R is having a no-life crisis—he is a zombie. He has no memories, no identity, and no pulse, but he is a little different from his fellow Dead. He may occasionally eat people, but he’d rather be riding abandoned airport escalators, listening to Sinatra in the cozy 747 he calls home, or collecting souvenirs from the ruins of civilization.
And then he meets a girl.
First as his captive, then his reluctant guest, Julie is a blast of living color in R’s gray landscape, and something inside him begins to bloom. He doesn’t want to eat this girl—although she looks delicious—he wants to protect her. But their unlikely bond will cause ripples they can’t imagine, and their hopeless world won’t change without a fight.
This is not a young adult novel.
I mean, it is about a young adultish human and zombie who fall in love and set about to change the world with love. But this is not a young adult novel.
It has themes of young love and disaffected youth and hopeful new beginnings but this is not a young adult novel, people!
Regardless of what it is, it’s a pretty good novel, but I have a confession. This is going to translate in people’s minds as me being simplistic and unable to handle the deeper, more complicated themes of this book – but I don’t care.
I liked the movie better.
Major fans of the book are going to virulently disagree with me – but I thought it actually managed to streamline the story highly effectively, keeping the spirit of the novel without deviating from anything important. In fact, the way it restructured some events, I actually thought, created a more emotional impact.
But the book itself is still pretty good, though I wonder at some of the weird turns it takes. Like zombie sex. Lots of zombie sex. Nice to know that even zombie women experience objectification. Comforting. Guess some things never change. Objectification and unsatisfying sex straight into the un-life.
R is adorkable, and if I never have to type the word again, it will be too soon. But he is. In the midst of his mid-death crisis with an unfulfilling zombie-marriage and two little tykes to drag him down, life seems empty and unfulfilling. R wants to be alive again. He even gets a sports car and kidnaps a young girlfriend. Luckily, unlike reality, this is fantasy so it’s all okay. As opposed to the time I kidnapped my own young girlfriend and got a sports car. That turned out to be a big mistake.
I love Julie. I mean, she’s a total idiot, a dreamer and so far removed from reality that it might as well be the third nipple she never had. But she was a wonderful character nonetheless, who I completely adored. I adored everyone, almost as much as I adored the writing. Which was pretty evocative, raw, kind of gross – but in a good way.
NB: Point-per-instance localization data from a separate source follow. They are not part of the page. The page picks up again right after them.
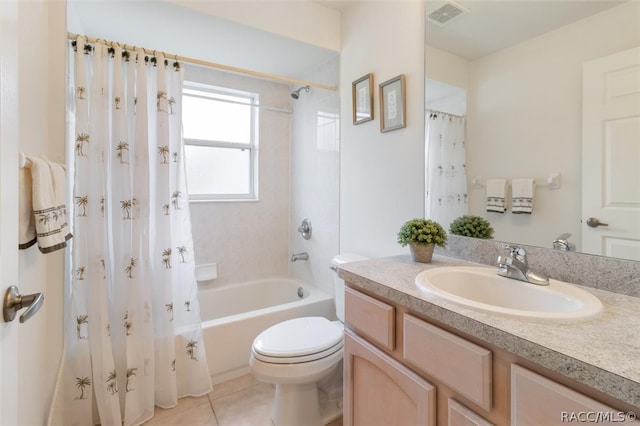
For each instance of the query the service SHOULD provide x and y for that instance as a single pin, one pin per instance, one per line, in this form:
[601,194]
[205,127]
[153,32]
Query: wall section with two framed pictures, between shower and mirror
[381,174]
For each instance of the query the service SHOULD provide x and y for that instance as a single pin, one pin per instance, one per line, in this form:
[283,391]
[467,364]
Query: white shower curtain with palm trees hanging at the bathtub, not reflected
[132,323]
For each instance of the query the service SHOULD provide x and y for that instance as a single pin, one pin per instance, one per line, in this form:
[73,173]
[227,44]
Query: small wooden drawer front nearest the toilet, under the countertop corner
[370,317]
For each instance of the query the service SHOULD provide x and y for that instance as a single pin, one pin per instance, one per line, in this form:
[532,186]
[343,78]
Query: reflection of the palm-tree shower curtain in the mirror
[446,175]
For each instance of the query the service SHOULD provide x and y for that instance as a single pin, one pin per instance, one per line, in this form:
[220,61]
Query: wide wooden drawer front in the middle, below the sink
[457,363]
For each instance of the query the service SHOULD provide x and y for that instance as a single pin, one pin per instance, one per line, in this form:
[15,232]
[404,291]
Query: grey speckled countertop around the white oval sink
[602,353]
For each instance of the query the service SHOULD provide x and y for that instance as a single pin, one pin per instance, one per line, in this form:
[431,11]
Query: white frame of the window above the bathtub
[251,146]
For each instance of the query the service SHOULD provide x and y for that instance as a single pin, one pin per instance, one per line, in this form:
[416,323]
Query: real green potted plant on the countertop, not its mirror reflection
[422,235]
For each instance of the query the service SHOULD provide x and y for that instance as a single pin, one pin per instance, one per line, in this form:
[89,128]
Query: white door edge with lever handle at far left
[8,206]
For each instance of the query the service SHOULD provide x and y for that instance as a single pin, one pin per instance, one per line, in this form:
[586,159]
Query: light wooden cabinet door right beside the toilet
[381,391]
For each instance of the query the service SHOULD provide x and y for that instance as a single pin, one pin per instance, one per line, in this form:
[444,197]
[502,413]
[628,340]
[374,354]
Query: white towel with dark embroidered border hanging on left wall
[49,212]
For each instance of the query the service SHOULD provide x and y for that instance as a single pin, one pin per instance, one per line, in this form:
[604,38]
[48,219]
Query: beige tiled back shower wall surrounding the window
[249,240]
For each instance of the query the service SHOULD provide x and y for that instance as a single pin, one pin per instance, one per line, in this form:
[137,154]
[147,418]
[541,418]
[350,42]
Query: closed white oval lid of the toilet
[298,337]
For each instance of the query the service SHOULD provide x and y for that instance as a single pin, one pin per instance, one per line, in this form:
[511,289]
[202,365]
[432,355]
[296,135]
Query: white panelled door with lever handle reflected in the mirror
[611,155]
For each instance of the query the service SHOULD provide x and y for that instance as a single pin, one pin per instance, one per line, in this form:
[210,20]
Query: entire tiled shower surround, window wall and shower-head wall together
[299,166]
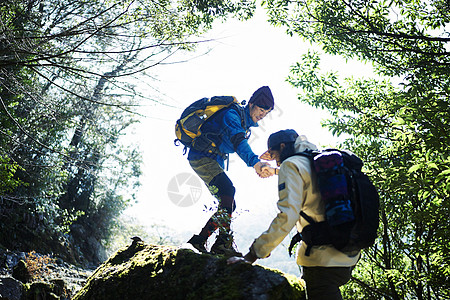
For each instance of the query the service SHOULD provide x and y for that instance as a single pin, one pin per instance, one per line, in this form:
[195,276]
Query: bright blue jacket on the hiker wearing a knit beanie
[231,137]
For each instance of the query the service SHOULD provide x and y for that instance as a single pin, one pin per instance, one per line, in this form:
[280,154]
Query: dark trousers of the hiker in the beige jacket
[322,283]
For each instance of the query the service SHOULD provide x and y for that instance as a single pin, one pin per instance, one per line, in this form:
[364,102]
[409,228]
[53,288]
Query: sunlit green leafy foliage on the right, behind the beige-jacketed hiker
[398,123]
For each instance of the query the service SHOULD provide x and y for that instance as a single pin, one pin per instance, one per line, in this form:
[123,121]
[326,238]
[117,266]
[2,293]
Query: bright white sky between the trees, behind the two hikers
[246,56]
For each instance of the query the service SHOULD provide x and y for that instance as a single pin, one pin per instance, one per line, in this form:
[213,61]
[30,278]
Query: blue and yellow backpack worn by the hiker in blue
[188,126]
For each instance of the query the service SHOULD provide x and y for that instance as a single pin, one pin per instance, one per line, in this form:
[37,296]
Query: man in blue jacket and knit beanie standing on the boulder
[229,133]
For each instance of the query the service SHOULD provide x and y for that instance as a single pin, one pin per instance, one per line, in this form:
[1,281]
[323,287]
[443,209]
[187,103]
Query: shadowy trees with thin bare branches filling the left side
[67,98]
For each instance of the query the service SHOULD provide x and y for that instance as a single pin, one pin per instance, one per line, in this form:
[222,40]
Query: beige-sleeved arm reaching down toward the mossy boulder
[291,195]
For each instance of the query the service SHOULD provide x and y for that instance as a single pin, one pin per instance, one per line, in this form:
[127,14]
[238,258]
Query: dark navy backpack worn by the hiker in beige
[351,204]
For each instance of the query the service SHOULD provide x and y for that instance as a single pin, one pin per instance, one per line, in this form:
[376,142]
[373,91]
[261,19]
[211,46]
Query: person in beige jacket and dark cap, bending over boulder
[326,268]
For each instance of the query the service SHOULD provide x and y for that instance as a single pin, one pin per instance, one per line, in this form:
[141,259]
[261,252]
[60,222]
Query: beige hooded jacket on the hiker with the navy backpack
[298,190]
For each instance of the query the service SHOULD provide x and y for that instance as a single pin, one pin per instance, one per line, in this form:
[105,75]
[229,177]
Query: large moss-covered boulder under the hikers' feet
[163,272]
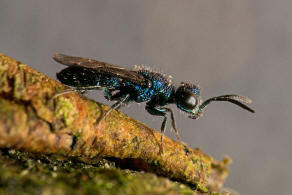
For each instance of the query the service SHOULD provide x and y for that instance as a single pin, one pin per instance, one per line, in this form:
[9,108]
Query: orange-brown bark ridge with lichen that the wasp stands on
[66,125]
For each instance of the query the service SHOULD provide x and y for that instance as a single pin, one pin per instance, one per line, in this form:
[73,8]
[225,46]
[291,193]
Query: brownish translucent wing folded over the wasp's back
[101,67]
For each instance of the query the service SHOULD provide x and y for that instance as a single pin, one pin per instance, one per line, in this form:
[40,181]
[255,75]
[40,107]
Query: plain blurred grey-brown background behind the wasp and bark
[227,46]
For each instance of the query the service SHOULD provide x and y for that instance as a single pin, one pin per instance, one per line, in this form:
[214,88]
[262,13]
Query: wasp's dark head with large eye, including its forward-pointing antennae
[187,97]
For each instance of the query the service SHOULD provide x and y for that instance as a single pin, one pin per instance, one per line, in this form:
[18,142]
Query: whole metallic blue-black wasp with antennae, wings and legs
[137,85]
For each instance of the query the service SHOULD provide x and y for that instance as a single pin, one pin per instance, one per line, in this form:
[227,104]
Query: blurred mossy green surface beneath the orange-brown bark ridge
[24,173]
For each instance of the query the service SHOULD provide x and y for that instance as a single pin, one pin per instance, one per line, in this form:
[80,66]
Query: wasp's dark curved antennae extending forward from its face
[235,99]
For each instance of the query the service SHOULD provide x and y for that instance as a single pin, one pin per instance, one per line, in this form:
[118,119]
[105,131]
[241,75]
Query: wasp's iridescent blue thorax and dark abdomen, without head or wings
[158,86]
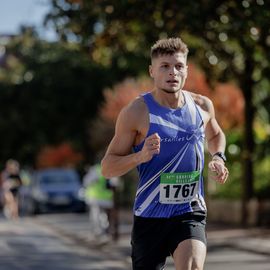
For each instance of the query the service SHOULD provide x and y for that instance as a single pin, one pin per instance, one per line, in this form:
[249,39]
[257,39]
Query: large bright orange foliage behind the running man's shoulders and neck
[227,98]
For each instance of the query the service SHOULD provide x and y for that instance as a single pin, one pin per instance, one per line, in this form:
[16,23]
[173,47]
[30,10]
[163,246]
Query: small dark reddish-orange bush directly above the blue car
[62,155]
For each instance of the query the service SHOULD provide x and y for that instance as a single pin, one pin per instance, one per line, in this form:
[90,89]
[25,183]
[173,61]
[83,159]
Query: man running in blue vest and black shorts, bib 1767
[167,128]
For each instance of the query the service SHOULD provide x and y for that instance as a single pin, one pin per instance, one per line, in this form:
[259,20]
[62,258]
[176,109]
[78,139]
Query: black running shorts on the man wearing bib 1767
[153,239]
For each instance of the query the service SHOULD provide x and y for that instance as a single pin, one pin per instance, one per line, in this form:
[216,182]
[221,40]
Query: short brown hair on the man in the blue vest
[168,47]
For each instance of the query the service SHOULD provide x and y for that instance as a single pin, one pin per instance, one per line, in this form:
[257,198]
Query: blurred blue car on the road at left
[53,189]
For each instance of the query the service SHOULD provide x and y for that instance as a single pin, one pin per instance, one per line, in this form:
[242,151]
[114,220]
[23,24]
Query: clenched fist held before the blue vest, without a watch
[150,148]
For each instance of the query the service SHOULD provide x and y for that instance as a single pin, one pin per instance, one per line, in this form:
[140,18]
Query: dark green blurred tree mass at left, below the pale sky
[49,93]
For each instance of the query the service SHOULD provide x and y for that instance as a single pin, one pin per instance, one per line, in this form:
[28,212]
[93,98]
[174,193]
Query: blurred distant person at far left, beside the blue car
[11,183]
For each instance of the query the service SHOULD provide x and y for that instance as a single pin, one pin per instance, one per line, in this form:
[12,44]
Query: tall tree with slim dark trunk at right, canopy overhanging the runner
[228,38]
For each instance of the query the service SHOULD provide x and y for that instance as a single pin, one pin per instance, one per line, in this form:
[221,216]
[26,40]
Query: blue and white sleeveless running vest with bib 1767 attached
[171,183]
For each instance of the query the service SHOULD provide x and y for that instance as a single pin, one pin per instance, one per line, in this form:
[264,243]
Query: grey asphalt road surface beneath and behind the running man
[61,242]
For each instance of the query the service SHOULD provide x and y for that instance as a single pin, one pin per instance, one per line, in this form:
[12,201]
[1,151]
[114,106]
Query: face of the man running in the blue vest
[169,72]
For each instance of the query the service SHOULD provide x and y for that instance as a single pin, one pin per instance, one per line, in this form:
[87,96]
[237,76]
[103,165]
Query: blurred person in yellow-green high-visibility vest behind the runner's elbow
[101,200]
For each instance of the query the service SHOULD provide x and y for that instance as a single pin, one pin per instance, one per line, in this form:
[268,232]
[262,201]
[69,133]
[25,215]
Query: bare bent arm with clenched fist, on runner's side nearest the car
[118,159]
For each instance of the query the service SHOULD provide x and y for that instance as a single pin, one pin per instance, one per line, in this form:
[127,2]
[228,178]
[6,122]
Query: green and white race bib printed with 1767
[178,188]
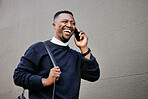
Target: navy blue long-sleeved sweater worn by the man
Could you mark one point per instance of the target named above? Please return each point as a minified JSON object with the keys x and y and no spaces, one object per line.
{"x":36,"y":64}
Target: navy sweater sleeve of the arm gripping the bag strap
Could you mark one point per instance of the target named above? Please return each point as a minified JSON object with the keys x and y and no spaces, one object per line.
{"x":25,"y":73}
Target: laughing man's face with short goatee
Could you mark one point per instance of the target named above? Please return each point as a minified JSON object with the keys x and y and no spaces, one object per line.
{"x":64,"y":26}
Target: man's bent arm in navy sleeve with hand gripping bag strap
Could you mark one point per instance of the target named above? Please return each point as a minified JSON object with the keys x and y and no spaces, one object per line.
{"x":25,"y":74}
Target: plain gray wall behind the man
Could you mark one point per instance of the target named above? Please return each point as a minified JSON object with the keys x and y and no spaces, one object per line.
{"x":117,"y":31}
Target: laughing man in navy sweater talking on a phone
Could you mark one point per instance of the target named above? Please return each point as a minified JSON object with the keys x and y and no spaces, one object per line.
{"x":36,"y":73}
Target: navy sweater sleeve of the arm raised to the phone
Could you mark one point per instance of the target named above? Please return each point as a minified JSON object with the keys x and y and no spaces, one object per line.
{"x":90,"y":69}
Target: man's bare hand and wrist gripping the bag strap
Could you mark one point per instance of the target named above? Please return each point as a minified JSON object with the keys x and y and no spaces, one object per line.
{"x":54,"y":75}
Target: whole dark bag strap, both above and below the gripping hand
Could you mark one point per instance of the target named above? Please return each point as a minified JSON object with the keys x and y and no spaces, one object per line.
{"x":53,"y":62}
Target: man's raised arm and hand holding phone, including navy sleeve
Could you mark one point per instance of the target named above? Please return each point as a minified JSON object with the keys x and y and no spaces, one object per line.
{"x":90,"y":67}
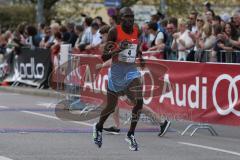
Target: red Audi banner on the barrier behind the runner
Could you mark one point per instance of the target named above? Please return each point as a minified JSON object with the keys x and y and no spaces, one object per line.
{"x":200,"y":92}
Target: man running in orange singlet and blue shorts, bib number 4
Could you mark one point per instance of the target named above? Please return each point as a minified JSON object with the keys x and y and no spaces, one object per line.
{"x":124,"y":77}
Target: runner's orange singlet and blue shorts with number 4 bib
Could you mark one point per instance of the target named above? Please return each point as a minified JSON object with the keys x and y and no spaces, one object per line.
{"x":123,"y":69}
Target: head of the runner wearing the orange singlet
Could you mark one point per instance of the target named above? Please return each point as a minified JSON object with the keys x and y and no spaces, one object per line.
{"x":127,"y":18}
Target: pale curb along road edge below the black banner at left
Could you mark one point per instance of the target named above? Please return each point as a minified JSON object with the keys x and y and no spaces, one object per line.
{"x":32,"y":91}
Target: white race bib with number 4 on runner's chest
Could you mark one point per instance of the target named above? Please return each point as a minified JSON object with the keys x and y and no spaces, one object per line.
{"x":128,"y":55}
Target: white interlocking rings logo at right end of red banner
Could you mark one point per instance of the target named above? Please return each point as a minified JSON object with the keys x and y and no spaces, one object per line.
{"x":232,"y":100}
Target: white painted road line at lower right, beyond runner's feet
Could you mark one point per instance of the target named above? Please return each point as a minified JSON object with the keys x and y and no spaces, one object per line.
{"x":210,"y":148}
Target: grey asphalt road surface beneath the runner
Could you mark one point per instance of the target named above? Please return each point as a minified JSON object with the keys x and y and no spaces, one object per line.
{"x":29,"y":130}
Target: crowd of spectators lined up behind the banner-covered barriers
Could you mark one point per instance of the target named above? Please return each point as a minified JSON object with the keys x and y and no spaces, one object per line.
{"x":204,"y":37}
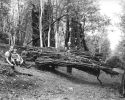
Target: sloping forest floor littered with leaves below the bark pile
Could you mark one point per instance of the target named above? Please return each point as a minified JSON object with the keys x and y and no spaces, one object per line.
{"x":58,"y":85}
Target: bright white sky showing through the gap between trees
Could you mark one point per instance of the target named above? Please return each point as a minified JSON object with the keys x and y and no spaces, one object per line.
{"x":112,"y":9}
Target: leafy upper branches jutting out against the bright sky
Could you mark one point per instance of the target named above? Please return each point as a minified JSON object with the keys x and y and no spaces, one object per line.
{"x":88,"y":11}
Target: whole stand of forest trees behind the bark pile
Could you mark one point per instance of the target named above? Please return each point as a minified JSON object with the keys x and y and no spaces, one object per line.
{"x":77,"y":24}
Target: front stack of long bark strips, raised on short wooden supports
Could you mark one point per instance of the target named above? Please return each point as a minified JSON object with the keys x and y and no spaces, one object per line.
{"x":76,"y":59}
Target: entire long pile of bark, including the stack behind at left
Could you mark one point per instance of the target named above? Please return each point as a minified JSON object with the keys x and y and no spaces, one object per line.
{"x":46,"y":57}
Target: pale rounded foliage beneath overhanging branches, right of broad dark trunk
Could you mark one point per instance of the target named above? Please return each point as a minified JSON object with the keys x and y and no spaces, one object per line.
{"x":99,"y":43}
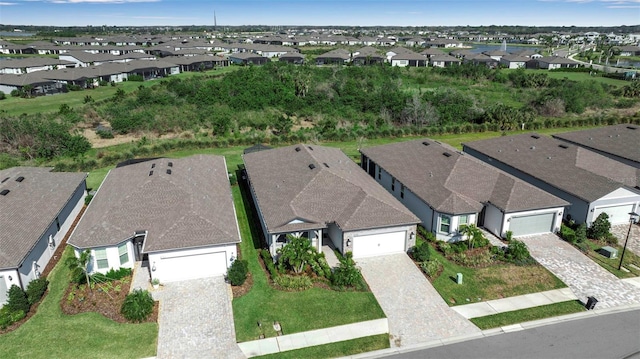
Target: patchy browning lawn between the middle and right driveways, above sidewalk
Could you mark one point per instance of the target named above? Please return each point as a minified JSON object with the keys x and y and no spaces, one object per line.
{"x":492,"y":282}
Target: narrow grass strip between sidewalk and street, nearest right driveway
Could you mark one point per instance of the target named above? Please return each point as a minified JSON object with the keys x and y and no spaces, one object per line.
{"x":529,"y":314}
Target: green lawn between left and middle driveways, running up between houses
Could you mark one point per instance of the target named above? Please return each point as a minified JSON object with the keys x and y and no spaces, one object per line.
{"x":311,"y":309}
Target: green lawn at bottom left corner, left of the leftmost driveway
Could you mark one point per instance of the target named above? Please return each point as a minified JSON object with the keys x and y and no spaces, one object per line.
{"x":52,"y":334}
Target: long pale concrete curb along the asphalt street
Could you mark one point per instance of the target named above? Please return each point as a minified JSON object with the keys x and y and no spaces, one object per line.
{"x":492,"y":332}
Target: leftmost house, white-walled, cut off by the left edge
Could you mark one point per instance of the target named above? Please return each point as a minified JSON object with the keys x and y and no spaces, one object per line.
{"x":38,"y":208}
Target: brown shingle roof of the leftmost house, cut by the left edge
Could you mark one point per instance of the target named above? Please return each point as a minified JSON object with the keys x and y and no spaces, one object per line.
{"x":30,"y":207}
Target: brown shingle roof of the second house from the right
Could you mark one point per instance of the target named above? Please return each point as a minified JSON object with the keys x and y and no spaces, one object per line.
{"x":560,"y":164}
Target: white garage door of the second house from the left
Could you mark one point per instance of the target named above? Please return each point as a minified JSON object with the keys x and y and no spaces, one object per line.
{"x":193,"y":266}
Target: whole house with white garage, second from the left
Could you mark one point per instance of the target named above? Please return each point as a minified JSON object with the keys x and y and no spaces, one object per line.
{"x":176,"y":216}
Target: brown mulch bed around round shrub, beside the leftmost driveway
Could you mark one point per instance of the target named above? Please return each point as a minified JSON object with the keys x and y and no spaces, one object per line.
{"x":104,"y":298}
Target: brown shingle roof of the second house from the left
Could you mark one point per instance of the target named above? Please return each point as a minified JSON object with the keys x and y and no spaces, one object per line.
{"x":191,"y":207}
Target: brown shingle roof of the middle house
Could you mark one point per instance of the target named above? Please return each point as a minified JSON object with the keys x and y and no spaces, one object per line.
{"x":319,"y":185}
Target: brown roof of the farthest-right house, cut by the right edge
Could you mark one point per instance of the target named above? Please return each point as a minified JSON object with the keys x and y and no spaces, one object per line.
{"x":619,"y":142}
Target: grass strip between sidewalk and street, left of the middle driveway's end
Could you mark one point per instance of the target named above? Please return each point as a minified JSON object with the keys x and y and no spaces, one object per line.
{"x":335,"y":350}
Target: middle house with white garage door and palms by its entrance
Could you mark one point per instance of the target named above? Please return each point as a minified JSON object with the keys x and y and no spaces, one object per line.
{"x":319,"y":193}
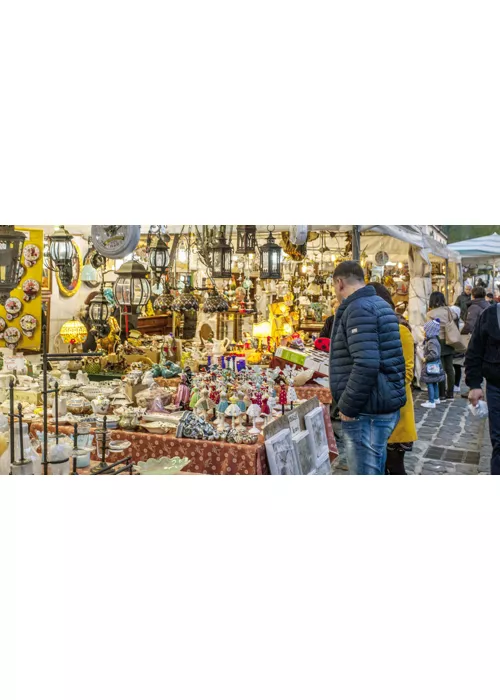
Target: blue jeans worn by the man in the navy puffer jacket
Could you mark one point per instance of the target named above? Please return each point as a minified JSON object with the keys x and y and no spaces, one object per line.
{"x":366,"y":441}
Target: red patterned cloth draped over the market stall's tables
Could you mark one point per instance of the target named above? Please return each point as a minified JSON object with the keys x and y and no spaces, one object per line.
{"x":206,"y":457}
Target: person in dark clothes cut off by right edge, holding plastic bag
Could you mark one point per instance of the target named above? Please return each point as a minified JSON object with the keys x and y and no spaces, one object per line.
{"x":482,"y":363}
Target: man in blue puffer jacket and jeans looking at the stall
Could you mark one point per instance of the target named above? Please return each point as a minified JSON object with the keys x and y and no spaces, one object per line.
{"x":367,"y":369}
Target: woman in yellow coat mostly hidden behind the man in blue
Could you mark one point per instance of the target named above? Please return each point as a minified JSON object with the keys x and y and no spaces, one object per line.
{"x":405,"y":431}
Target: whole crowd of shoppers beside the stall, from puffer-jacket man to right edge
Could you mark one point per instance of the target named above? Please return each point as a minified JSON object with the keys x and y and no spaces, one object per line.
{"x":372,"y":361}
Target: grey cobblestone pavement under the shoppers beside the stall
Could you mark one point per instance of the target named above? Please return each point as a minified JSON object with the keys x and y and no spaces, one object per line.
{"x":449,"y":441}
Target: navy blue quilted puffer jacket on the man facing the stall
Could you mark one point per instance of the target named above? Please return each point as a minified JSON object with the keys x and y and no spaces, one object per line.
{"x":367,"y":367}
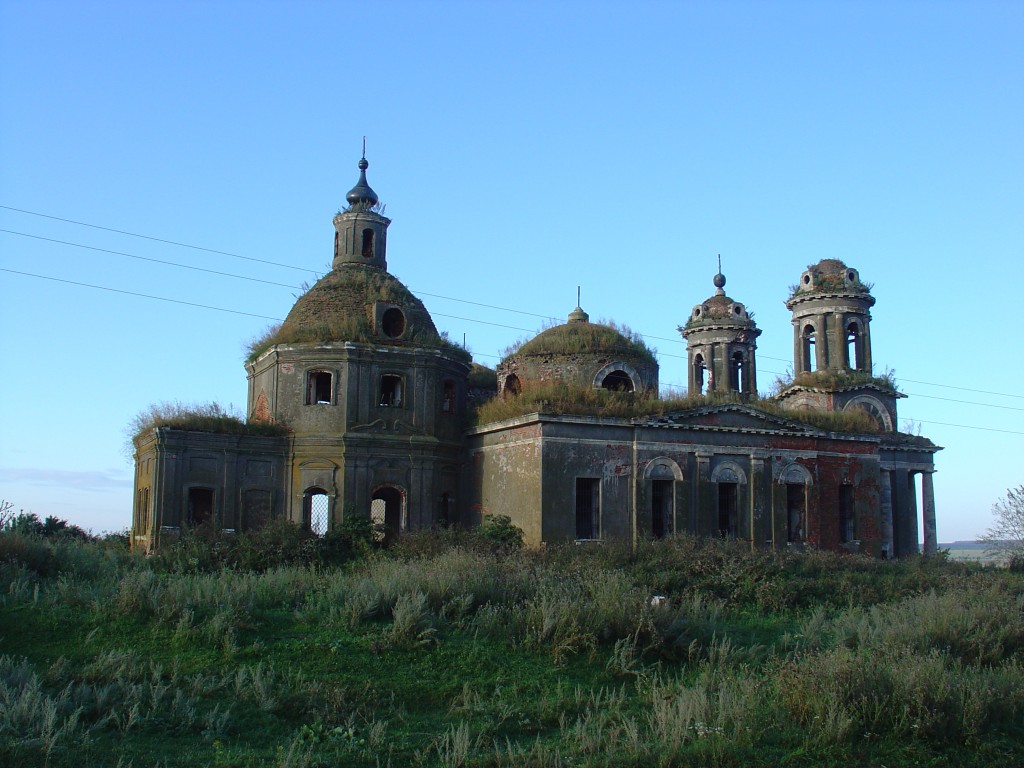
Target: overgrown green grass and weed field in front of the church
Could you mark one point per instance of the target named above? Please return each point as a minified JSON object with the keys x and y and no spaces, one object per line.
{"x":451,"y":650}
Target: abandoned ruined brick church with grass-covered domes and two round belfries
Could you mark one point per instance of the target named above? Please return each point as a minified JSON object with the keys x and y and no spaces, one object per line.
{"x":373,"y":402}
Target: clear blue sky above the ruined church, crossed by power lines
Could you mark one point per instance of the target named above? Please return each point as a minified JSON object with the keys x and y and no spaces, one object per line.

The only thing I struggled with in this book was that I felt the pacing and overall narrative flow of the movie made so much more sense and was a lot tighter, stronger and more powerful. Otherwise, if you like zombies, existential crises, stories of young people improbably overcoming impossible circumstances and weird zombie sex, then this is the book for you!
Just don’t call it a young adult novel, okay?